How is it that some people can unwittingly ridicule themselves far more than anyone else could while trying? Case and point with Folgers Coffee.

Allow us to use a more bizarre application of the ever-popular wine analogy for coffee: for decades, Folgers profited as coffee’s equivalent of Thunderbird. But as consumers have developed more of an interest in, and taste for, higher quality products, the reach and profitability of the misery market — whether wine or coffee — has waned dramatically.

The best part of wakin' up is T-bird under the freeway overpass Thunderbird’s Ernest & Julio Gallo responded to the challenge with high-gloss marketing, upscale brands, and even a family crest. Folgers is responding with “the biggest innovation since the launch of decaf” and an ad campaign that is “the most expensive in the history of the brand,” according to yesterday’s New York Times: Advertising – Folgers Markets a New Coffee to Cost-Cutting Home Brewers – NYTimes.com.

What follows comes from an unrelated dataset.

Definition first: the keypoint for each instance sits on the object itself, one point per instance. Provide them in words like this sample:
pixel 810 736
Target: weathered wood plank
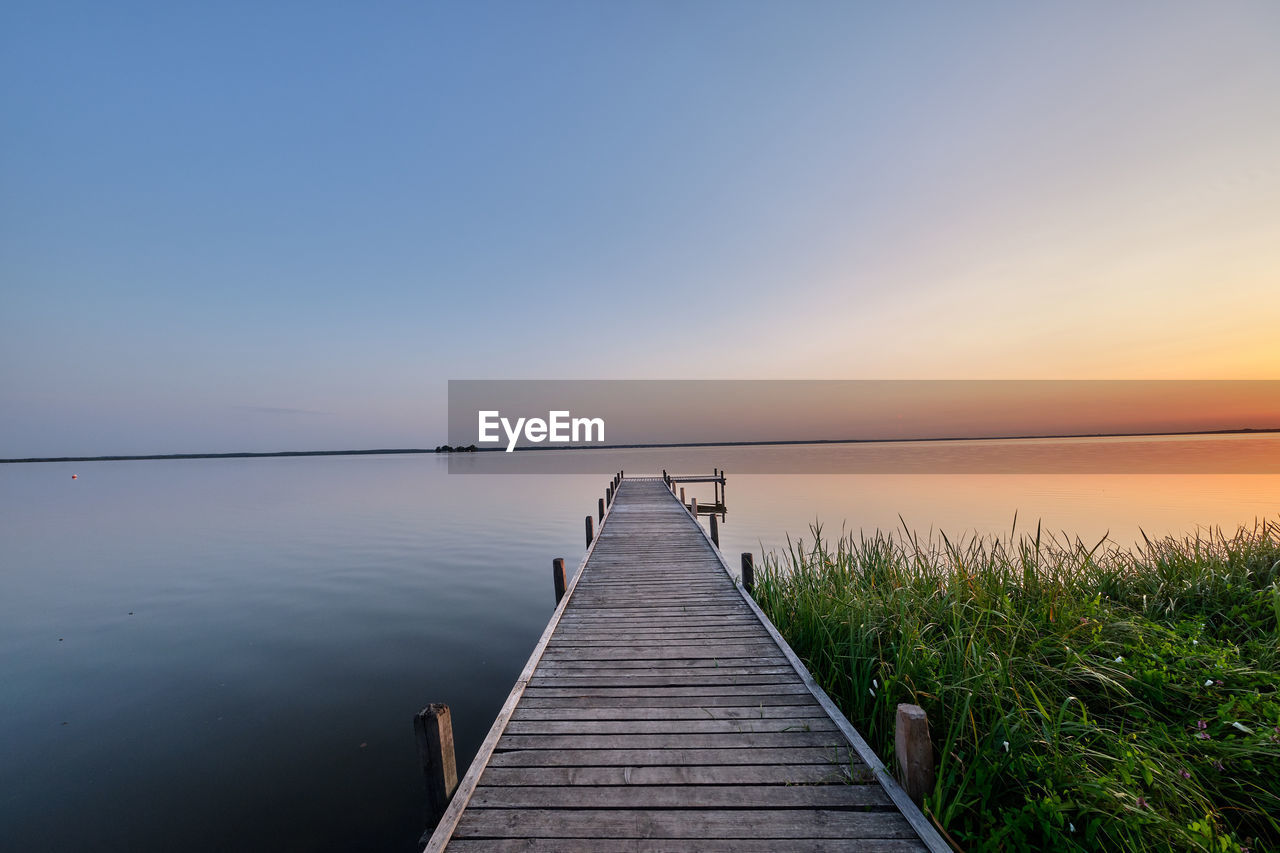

Folgers is also responding with a heavy dose of unwitting self-ridicule. So what is this innovation? The culmination of 8-10 years of research, Folgers is unveiling a new roasting process that includes a “predry” or “preroast” step to make their product less bitter.

And here’s where the self-ridicule comes in. Also from the New York Times article:

Jim Trout, innovation leader for research and development, at P.& G., said: “It’s like thawing a turkey before you cook it. If you don’t, the outside will be burnt and the inside will still be raw. This way it cooks evenly all the way through.”

Now if you’re promoting a new product in the food industry that you want to be perceived as better, improved, and — dare we suggest — gourmet, why would anyone in a sane frame of mind compare their fancied product to frozen turkeys? We suppose we should at least give them credit for not comparing it to instant mashed potatoes.